I need to compute the integral: $$ \int_{\mathbb{S}^3}\alpha, $$ where $\alpha\in \Omega^3(\mathbb{R}^4)$ is given by $\alpha=-4t\;dx\wedge dy\wedge dz+4z\;dx\wedge dy\wedge dt-4y\;dx\wedge dz\wedge dt+4x\;dy\wedge dz\wedge dt$.
My problem is that I am getting two different results. If I apply the definition: $$ \begin{array}{rccl} \varphi^+:& \mathbb{S}^3\cap\{t \geq 0\}:=\mathbb{S}^{3+}&\longrightarrow&\mathbb{D}^3\\ &(x,y,z,t)&\longmapsto&(x,y,z) \end{array} $$ $$ \begin{array}{rccl} \varphi^-:& \mathbb{S}^{3-}\cap\{t \leq 0\}:=\mathbb{S}^{3-}&\longrightarrow&\mathbb{D}^3\\ &(x,y,z,t)&\longmapsto&(x,y,z) \end{array} $$ The inverses: $$ \begin{array}{rccl} (\varphi^+)^{-1}:& \mathbb{D}^3&\longrightarrow&\mathbb{S}^{3+}\\ &(u,v,w)&\longmapsto&(u,v,w,\sqrt{1-u^2-v^2-w^2}) \end{array} $$ $$ \begin{array}{rccl} (\varphi^-)^{-1}:& \mathbb{D}^3&\longrightarrow&\mathbb{S}^{3-}\\ &(u,v,w)&\longmapsto&(u,v,w,-\sqrt{1-u^2-v^2-w^2}) \end{array} $$ If $\beta=t\;dx\wedge dy\wedge dz$: $$ \int_{\mathbb{S}^3}\beta=\int_{\mathbb{S}^{3-}}\beta+\int_{\mathbb{S}^{3+}}\beta=\int_{\mathbb{D}^3}\left[(\varphi^-)^{-1}\right]^*(\beta)+\int_{\mathbb{D}^3}\left[(\varphi^+)^{-1}\right]^*(\beta) $$ $$=-\int_{\mathbb{D}^3}\sqrt{1-u^2-v^2-w^2}\;du\;dv\;dw+\int_{\mathbb{D}^3}\sqrt{1-u^2-v^2-w^2}\;du\;dv\;dw=0 $$ And also $0$ for the other terms.
But using Stokes theorem I have: $$ \int_{\mathbb{S}^3}\alpha=\int_{\partial(\mathbb{D}^4)}\alpha=\int_{\mathbb{D}^4}\partial\alpha=\int_{\mathbb{D}^4}16\;dx\wedge dy\wedge dz\wedge dt=16\text{Vol}(\mathbb{D}^4)\not=0 $$ Where is the mistake? Which one is correct?

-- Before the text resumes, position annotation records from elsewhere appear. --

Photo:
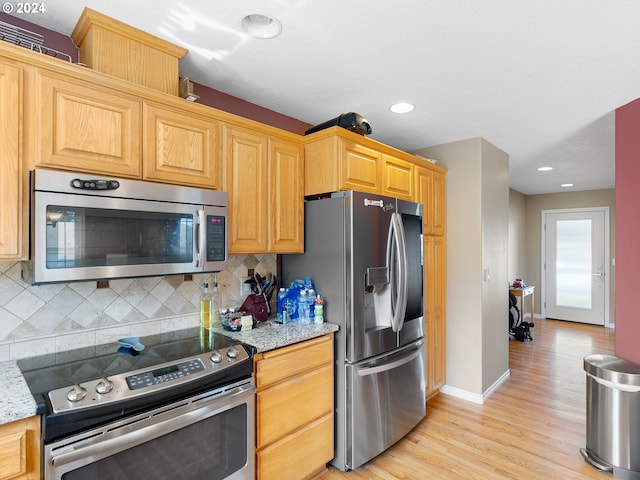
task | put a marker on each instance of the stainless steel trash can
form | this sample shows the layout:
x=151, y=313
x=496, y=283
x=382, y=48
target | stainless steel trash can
x=613, y=415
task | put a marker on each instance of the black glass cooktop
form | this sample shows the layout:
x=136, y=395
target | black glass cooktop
x=49, y=372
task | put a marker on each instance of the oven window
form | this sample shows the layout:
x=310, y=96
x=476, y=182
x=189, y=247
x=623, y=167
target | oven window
x=213, y=448
x=90, y=237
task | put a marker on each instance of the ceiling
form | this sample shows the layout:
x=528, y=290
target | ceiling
x=539, y=79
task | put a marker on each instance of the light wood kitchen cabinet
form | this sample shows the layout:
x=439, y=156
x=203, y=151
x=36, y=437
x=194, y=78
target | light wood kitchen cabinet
x=286, y=207
x=294, y=410
x=435, y=312
x=397, y=178
x=334, y=163
x=337, y=159
x=13, y=212
x=20, y=450
x=263, y=177
x=181, y=146
x=85, y=127
x=430, y=191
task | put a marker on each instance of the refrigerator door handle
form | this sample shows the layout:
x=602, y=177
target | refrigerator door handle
x=363, y=372
x=397, y=261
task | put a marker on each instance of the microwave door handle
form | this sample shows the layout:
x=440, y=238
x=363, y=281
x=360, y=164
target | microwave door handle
x=200, y=238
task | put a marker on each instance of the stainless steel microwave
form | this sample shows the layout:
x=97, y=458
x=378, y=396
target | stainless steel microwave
x=89, y=227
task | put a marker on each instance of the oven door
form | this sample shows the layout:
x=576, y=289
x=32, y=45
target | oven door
x=85, y=237
x=207, y=436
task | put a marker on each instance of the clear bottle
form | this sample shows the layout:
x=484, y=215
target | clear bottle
x=205, y=306
x=311, y=296
x=216, y=305
x=303, y=308
x=318, y=310
x=280, y=306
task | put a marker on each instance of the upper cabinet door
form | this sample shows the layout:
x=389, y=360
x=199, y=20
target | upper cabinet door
x=245, y=163
x=77, y=126
x=360, y=167
x=181, y=147
x=430, y=191
x=286, y=208
x=11, y=173
x=397, y=178
x=438, y=216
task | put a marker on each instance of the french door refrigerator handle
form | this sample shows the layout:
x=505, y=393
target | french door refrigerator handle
x=399, y=275
x=363, y=372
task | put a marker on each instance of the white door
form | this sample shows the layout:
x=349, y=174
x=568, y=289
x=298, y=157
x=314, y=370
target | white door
x=575, y=268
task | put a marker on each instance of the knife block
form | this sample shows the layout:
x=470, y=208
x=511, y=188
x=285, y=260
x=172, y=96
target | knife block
x=257, y=306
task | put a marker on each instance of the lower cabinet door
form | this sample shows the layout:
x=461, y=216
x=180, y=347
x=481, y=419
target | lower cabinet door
x=286, y=460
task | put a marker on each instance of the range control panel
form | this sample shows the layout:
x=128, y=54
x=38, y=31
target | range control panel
x=115, y=388
x=164, y=374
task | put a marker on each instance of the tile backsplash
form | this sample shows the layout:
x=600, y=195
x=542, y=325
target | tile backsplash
x=42, y=318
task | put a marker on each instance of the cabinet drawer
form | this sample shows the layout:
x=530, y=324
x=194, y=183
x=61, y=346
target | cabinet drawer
x=289, y=405
x=292, y=360
x=285, y=460
x=19, y=449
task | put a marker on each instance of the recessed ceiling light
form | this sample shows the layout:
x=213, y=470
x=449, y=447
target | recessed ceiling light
x=401, y=108
x=261, y=26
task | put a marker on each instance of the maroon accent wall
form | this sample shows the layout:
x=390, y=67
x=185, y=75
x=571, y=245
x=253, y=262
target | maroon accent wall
x=237, y=106
x=208, y=96
x=52, y=39
x=627, y=314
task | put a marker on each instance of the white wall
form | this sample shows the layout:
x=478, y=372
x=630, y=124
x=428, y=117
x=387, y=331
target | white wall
x=477, y=239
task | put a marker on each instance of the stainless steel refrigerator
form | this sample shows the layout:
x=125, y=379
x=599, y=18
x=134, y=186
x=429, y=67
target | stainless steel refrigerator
x=364, y=254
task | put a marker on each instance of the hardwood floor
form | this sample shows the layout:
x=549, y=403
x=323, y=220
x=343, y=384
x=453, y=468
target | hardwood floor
x=532, y=427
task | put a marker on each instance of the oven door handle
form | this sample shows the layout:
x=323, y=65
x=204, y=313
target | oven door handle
x=103, y=448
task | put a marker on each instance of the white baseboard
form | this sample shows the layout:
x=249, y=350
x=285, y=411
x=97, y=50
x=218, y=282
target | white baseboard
x=476, y=397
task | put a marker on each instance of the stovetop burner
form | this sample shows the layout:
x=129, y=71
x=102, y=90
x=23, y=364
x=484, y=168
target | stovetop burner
x=111, y=380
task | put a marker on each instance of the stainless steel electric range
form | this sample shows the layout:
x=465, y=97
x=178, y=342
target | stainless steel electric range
x=179, y=408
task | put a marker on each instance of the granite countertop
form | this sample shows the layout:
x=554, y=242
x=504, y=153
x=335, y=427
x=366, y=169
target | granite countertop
x=270, y=335
x=18, y=403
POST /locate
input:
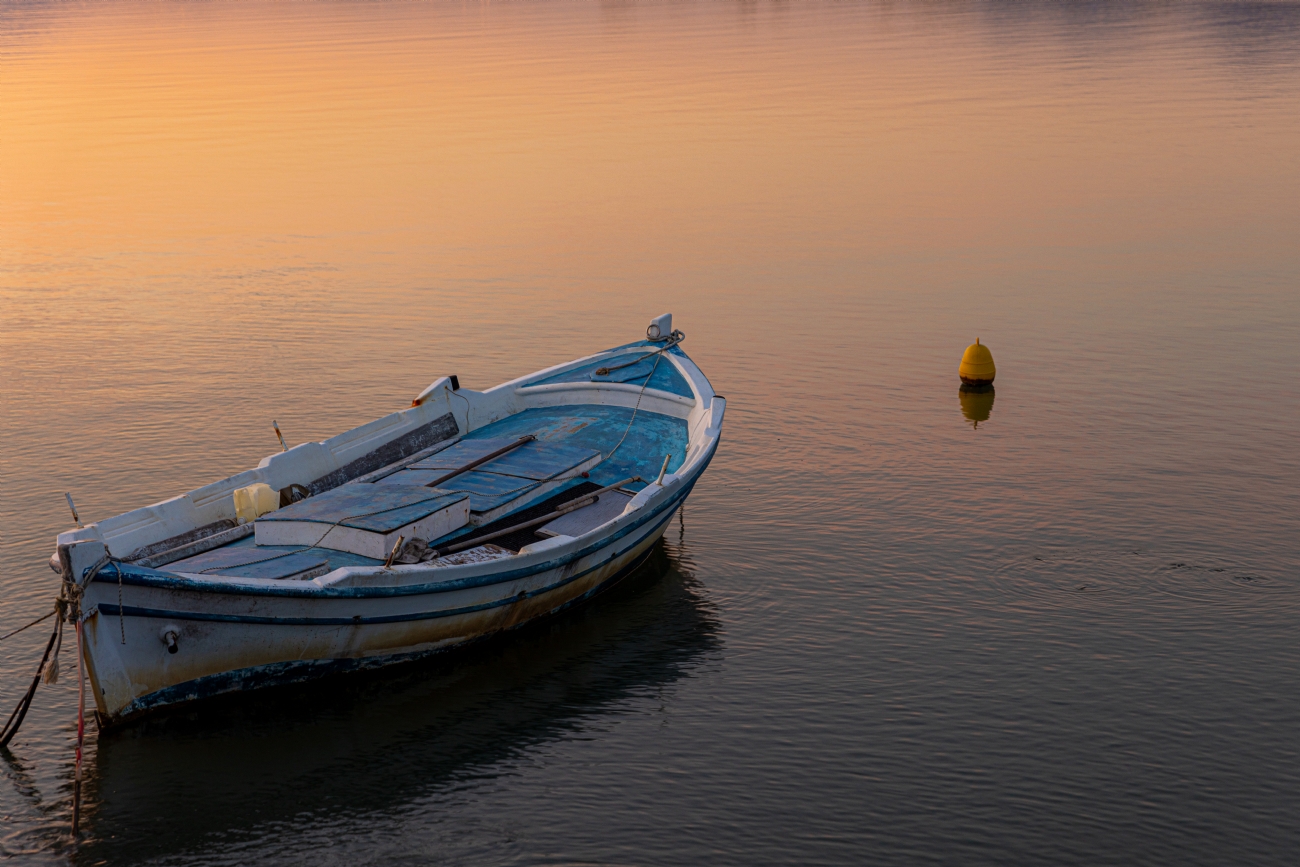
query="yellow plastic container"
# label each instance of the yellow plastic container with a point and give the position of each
(976, 367)
(255, 501)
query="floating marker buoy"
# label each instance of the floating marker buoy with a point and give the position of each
(976, 367)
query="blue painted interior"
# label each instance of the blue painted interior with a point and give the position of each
(599, 428)
(336, 558)
(243, 562)
(664, 378)
(380, 508)
(567, 436)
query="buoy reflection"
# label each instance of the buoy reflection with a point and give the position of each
(976, 402)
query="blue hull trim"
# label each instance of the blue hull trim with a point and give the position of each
(300, 671)
(139, 576)
(131, 611)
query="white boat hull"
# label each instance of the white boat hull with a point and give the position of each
(232, 642)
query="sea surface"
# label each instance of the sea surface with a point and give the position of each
(896, 624)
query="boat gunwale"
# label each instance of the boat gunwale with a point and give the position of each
(112, 610)
(169, 581)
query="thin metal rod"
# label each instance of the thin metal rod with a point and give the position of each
(388, 564)
(663, 469)
(481, 460)
(69, 497)
(563, 510)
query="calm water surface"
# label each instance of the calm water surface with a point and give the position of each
(882, 633)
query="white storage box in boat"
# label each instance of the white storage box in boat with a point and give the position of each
(365, 519)
(255, 501)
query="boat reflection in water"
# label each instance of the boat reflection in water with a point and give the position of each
(976, 402)
(378, 741)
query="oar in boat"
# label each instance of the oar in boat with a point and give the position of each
(481, 460)
(586, 499)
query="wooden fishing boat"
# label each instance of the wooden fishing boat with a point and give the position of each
(462, 516)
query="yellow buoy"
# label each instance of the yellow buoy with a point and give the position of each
(976, 367)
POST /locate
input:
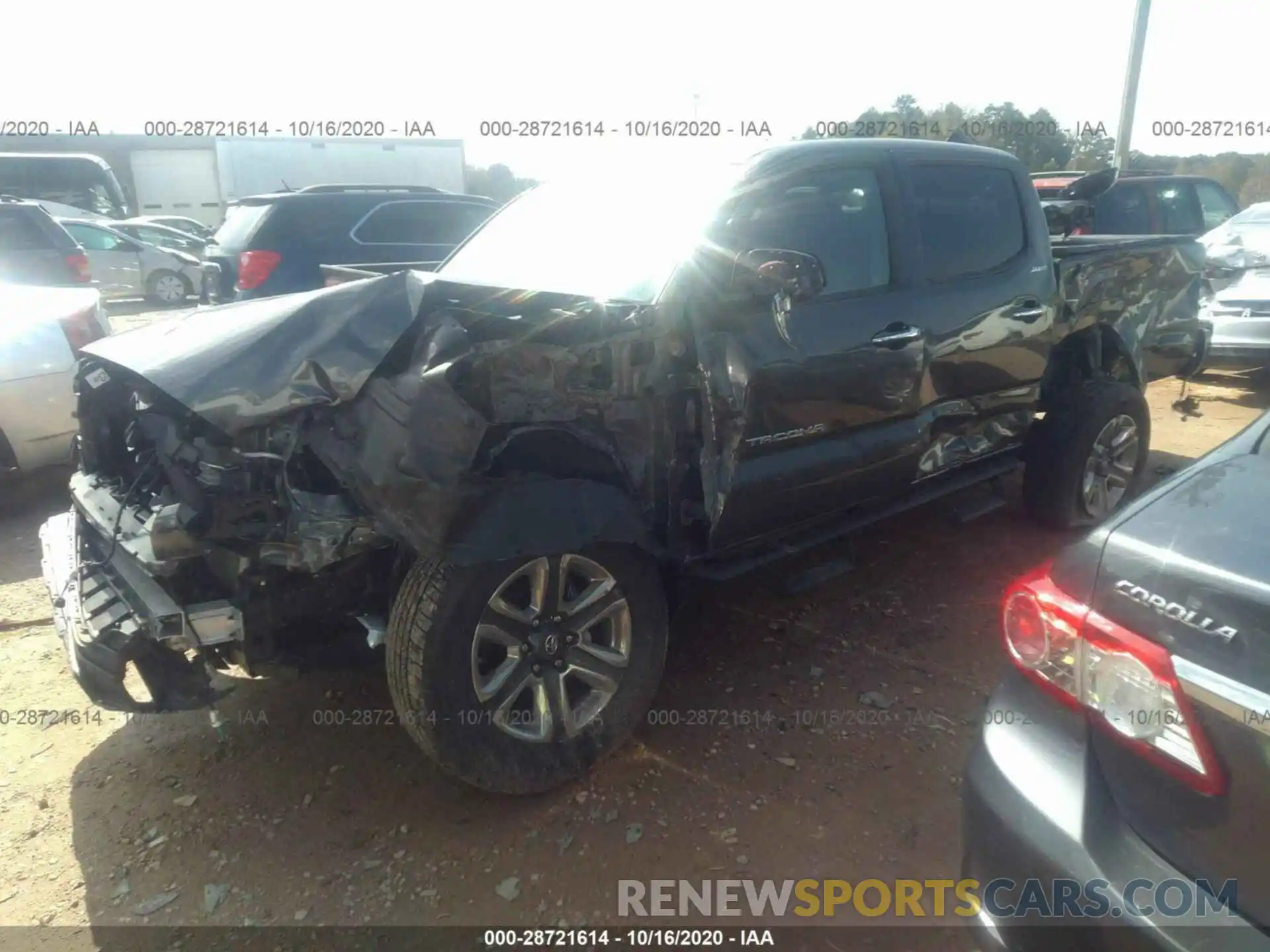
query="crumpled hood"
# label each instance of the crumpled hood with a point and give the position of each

The Stokes's Theorem application is correct. The mistake comes in half of the first part: With the boundary orientation on $\Bbb S^3$, the chart $\varphi^+$ is orientation-reversing. So you should get two positive terms for your integrals. (In your computation, in the $\varphi^-$ integral, $-4t\ge 0$, and in the $\varphi^+$ integral, you must change sign to compensate for the orientation reversal, and so $-(-4t)\ge 0$ once again.)